Comment vous positionnez-vous et comment procédez-vous ?
F.L. J’ai travaillé dans de multiples domaines depuis 15 ans que je suis indépendant. De la pièce unique avec des artisans jusqu’à de la série avec des leaders mondiaux. Cela va du ferroviaire aux aires de jeux. Ces derniers temps, j’interviens beaucoup dans le médical. Mais ma vraie spécialité c’est l’humain. Dessiner des objets n’est pas ce qui me préoccupe. Ce que j’essaie surtout de faire c’est de dessiner des sourires sur les visages des personnes qui utilisent mes créations. Que ce soit un tramway ou un lit d’hôpital, c’est la même démarche. Actuellement, je dessine des objets pour les chirurgiens et je participe donc à sauver des milliers de gens par an. Idem pour les aires de jeu : je permets à des milliers d’enfants de s’amuser. C’est cela qui est fantastique. Quant à mon approche méthodologique, elle dépend des clients. Il y a beaucoup de bouche à oreille de la part d’anciens clients qui m’en présentent d’autres. Cela va de celui qui veut rentabiliser son parc de machines jusqu’à celui qui a un besoin très précis dans un contexte normalisé. Cela dépend aussi des moyens et de la taille de l’entreprise. J’ai aussi bien des inventeurs et des start-up qui viennent me voir que de grands groupes. Je fais également beaucoup de design prospectif. Mes missions vont de quelques jours à des interventions qui s’étalent sur plusieurs années. Cela dit, comme je suis seul et que je et fais tout de A à Z, il m’arrive de refuser des missions, car je suis chargé au maximum.

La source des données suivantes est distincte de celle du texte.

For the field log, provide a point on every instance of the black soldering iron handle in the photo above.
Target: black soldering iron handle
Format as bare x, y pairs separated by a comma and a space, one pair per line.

Disons que j’ai toujours eu du travail devant moi, ce qui est une chance. Depuis 30 ans que je crée des formes. J’ai mis en place une démarche que j’ai appelée « formaloqui », autrement dit les formes parlantes, et qui traite le design comme un véritable langage faisant appel à tous les sens. C’est un travail modeste d’artisan. Dans cet esprit, les MOF sont mes héros : ils font simplement et le résultat est parfait. Je me vois donc comme un artisan du design et c’est pour cela que je ne peux pas – et ne veux pas – grossir.

Quel est votre regard sur le design produit ?
F.L. J’ai le regard de celui qui fait, qui dessine des choses et qui travaille seul. Je vois passer quantité de théories et de règles sur le design et je suis d’accord avec tout et en même temps avec rien. Tout dépend du contexte et d’ailleurs le design change en fonction de celui à qui l’on s’adresse. À ce propos, je trouve que l’on devrait trouver un autre terme que celui de design, car il devient beaucoup trop galvaudé. Ainsi, je suis un designer produit qui pourrait s’appeler tout aussi bien concepteur de produit. Je n’ai pas d’autres ambitions. Et puis, disons-le, ceux qui expliquent ce qu’est le design sont souvent ceux qui n’y ont jamais touché. Par ailleurs, beaucoup de gens complexifient le design et pour moi ce n’est vraiment pas le sujet. Au contraire, je crois beaucoup aux petits gestes, comme travailler avec des entreprises polluantes qui veulent être plus vertueuses. Enfin, le design produit ne peut se concevoir en tant que tel. Il s’agit d’une démarche collective, collaborative, qui réunit des profils très différents et qui ont envie ensemble de faire quelque chose de fort et de nouveau. Avec comme règle, la sincérité et la simplicité. Il s’agit en fait de juste aider les gens à avoir une vie meilleure, ce qui est déjà beaucoup.

Votre vision du design français ?
F.L. D’abord faire du made in France c’est passionnant, mais compliqué. On ne peut faire du made in France que sur des produits à forte valeur ajoutée. C’est quasiment impossible lorsque les marges sont serrées. Cela dit, avec les nouvelles technologies comme l’impression 3D, on va bientôt y arriver, même sur de la grosse série, compte tenu de la vitesse d’évolution des machines et des matériaux. Le seul problème c’est l’impact sur la main-d’œuvre, car la 3D remplace beaucoup de monde. 

Un message pour terminer ?
F.L. Je vois plein de jeunes tristes et je tiens à dire que le design est un très joli métier. Et puis si on rate une création, ce n’est pas grave, ce ne sont finalement que des objets ! L’important est de s’amuser.